“Yes, I hope so, Emily. By the way, Emily, you have grown quite a woman since I saw you last. It is now better than two years, I think, since then.”
“How did you like the Continent, John?”
“Why, my dear girl, how is this? What sympathy can you feel with the experience of a young fellow like me on the Continent? When you know the world better, my dear girl, you will feel the impropriety of asking such a question. Pray be seated, my lord.”
Lord Cullamore sat, as if unconsciously, in an arm-chair beside the table on which were placed his son's dressings and medicines, and resting his head on his hand for a moment, as if suffering pain, at length raised it, and said,
“No, Dunroe; no. I trust my innocent girl will never live to feel the impropriety of asking a question so natural?”
“I'm sure I hope not, my lord, with all my heart,” replied Dunroe. “Have you been presented, Emily? Have you been brought out?”
“She has been presented,” said her father, “but not brought out; nor is it my intention, in the obvious sense of that word, that she ever shall.”
“Oh, your lordship perhaps has a tendency to Popery, then, and there is a convent in the background? Is that it, my good lord?” he asked, smiling.

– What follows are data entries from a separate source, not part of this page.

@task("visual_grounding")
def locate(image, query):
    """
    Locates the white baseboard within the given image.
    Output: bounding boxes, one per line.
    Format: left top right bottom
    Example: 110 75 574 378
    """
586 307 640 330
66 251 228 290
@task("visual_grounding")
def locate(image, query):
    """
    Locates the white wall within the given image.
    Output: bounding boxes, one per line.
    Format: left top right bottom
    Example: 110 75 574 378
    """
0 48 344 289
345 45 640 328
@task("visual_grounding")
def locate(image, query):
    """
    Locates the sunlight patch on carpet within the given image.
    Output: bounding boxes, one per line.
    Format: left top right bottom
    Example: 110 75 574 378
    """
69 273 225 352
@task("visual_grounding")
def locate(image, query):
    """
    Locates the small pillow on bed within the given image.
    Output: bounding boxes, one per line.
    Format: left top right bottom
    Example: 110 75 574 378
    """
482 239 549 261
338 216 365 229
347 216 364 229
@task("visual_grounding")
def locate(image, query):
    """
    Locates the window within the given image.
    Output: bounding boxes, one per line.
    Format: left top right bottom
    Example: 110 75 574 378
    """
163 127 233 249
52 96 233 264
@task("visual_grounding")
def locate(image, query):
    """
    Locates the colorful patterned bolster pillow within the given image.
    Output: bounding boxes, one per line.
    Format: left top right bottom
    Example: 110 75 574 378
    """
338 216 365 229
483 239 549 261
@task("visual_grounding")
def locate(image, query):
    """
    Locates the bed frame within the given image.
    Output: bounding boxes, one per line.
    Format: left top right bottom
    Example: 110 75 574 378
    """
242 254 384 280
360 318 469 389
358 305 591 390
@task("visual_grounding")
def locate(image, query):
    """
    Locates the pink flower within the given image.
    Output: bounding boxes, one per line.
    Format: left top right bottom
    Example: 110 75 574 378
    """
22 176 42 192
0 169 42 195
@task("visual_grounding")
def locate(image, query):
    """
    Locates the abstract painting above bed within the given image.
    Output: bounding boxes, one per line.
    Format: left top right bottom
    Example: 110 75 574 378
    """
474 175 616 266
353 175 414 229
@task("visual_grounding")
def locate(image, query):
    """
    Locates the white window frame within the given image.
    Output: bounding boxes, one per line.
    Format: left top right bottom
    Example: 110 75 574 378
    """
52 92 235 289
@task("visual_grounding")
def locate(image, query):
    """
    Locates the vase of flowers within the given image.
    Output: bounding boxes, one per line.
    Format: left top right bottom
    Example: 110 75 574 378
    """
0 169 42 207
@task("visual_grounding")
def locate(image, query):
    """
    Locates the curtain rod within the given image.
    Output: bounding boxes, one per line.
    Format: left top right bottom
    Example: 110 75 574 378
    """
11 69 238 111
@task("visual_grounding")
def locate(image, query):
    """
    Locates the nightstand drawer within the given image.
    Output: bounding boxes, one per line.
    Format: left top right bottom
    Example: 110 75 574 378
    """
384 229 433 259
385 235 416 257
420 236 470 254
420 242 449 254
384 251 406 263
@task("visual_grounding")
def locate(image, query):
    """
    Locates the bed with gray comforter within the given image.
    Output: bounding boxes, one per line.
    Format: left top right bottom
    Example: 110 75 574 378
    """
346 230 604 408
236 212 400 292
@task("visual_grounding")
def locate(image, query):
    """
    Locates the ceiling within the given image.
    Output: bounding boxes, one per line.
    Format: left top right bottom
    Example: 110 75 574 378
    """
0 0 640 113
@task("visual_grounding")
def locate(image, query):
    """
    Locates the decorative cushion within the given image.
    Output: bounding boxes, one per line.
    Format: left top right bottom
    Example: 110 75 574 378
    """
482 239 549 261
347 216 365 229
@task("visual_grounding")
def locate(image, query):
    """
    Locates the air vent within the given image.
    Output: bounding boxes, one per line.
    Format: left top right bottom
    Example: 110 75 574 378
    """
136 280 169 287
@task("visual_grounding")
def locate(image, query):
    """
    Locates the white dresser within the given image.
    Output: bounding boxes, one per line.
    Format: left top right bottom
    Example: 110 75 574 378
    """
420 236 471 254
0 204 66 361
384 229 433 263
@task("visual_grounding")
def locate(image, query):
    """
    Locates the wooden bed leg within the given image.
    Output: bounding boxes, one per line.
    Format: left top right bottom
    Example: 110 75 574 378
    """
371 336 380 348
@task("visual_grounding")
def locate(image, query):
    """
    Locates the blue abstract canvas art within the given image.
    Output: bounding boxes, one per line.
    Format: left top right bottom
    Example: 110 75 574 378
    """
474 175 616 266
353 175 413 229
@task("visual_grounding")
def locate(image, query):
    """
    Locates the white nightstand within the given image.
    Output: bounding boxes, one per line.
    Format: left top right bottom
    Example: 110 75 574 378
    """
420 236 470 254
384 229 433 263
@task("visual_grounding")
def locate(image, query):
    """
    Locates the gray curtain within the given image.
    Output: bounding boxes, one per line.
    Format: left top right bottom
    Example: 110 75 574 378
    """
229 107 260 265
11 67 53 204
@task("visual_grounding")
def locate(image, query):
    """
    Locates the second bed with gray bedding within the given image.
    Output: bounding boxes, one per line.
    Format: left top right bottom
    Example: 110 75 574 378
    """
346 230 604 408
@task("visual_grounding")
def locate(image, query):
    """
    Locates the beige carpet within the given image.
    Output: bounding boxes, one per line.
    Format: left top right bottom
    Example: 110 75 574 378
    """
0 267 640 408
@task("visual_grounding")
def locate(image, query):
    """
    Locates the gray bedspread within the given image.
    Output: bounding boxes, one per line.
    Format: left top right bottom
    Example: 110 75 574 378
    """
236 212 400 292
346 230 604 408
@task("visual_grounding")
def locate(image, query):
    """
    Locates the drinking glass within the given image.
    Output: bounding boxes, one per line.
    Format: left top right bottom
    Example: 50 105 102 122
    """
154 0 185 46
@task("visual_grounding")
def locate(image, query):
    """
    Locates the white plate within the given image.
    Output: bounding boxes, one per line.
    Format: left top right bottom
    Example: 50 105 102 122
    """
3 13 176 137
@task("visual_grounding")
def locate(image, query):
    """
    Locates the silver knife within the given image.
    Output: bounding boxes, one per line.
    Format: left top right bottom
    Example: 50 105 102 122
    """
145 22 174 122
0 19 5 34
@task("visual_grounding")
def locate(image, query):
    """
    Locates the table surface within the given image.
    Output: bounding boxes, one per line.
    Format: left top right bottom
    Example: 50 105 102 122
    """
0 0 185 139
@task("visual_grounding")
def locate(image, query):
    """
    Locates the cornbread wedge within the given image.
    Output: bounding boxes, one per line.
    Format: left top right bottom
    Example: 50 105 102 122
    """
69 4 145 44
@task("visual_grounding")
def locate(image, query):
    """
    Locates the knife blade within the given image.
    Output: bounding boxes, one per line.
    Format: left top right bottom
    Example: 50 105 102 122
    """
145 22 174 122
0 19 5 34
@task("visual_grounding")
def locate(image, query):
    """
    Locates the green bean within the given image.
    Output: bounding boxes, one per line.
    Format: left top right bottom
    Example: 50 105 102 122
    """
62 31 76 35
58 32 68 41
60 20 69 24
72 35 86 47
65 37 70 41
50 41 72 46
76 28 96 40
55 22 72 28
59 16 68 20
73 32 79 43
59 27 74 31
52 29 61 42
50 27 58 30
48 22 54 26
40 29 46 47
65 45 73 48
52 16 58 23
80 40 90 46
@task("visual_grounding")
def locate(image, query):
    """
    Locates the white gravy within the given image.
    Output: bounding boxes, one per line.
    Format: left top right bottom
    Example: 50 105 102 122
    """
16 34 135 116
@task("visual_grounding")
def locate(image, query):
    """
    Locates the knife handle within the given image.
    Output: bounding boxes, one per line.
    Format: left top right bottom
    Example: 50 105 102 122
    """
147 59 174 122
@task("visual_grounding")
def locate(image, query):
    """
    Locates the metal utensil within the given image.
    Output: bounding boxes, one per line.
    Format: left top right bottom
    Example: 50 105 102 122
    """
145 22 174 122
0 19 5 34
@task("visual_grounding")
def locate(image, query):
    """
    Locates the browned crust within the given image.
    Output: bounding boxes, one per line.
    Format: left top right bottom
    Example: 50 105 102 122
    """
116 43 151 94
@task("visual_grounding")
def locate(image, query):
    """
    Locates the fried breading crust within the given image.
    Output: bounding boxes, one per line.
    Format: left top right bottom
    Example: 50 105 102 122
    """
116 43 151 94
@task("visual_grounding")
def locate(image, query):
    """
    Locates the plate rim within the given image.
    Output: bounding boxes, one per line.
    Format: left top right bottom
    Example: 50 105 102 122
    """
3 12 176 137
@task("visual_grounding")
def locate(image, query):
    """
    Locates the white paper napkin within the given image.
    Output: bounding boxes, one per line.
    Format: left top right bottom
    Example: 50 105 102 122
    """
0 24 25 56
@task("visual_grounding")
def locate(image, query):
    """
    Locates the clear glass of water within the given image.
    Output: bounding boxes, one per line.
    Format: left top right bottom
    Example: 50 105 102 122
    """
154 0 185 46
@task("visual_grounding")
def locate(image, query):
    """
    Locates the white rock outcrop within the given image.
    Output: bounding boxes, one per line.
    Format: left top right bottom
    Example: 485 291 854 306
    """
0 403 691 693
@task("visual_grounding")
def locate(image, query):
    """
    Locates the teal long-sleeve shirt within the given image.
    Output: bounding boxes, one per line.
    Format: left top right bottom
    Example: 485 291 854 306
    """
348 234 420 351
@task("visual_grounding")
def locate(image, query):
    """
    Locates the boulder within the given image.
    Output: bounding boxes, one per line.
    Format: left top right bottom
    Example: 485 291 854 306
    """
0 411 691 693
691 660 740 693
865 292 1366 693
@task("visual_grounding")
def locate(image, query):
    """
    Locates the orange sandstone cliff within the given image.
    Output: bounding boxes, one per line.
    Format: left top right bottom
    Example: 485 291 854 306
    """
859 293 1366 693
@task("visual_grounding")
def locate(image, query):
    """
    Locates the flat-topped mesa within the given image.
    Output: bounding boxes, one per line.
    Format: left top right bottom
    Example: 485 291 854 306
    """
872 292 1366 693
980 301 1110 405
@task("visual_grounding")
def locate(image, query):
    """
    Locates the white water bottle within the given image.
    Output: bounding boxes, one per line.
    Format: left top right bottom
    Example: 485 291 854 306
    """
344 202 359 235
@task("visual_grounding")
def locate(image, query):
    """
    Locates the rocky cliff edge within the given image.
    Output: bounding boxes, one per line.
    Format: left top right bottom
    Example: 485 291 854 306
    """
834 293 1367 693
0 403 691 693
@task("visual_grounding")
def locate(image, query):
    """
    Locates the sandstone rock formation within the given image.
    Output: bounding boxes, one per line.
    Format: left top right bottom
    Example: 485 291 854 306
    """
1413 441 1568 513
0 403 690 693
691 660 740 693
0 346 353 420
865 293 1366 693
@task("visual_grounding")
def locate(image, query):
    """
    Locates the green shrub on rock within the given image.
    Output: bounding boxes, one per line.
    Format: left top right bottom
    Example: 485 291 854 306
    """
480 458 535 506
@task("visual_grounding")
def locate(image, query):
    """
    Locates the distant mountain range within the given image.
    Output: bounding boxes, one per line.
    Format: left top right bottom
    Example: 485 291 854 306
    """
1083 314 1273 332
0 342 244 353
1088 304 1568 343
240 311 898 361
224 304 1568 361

“No,” replied his father, who could not help smiling in return, “not at all, John. Emily will not require to be brought out, nor paraded through the debasing formalities of fashion. She shall not be excluded from fashion, certainly; but neither shall I suffer her to run the vulgar gauntlet of heartless dissipation, which too often hardens, debases, and corrupts. But a truce to this; the subject is painful to me; let us change it.”
The last observation of Dunroe to his sister startled her so much that she blushed deeply, and looked with that fascinating timidity which is ever associated with innocence and purity from her brother to her father.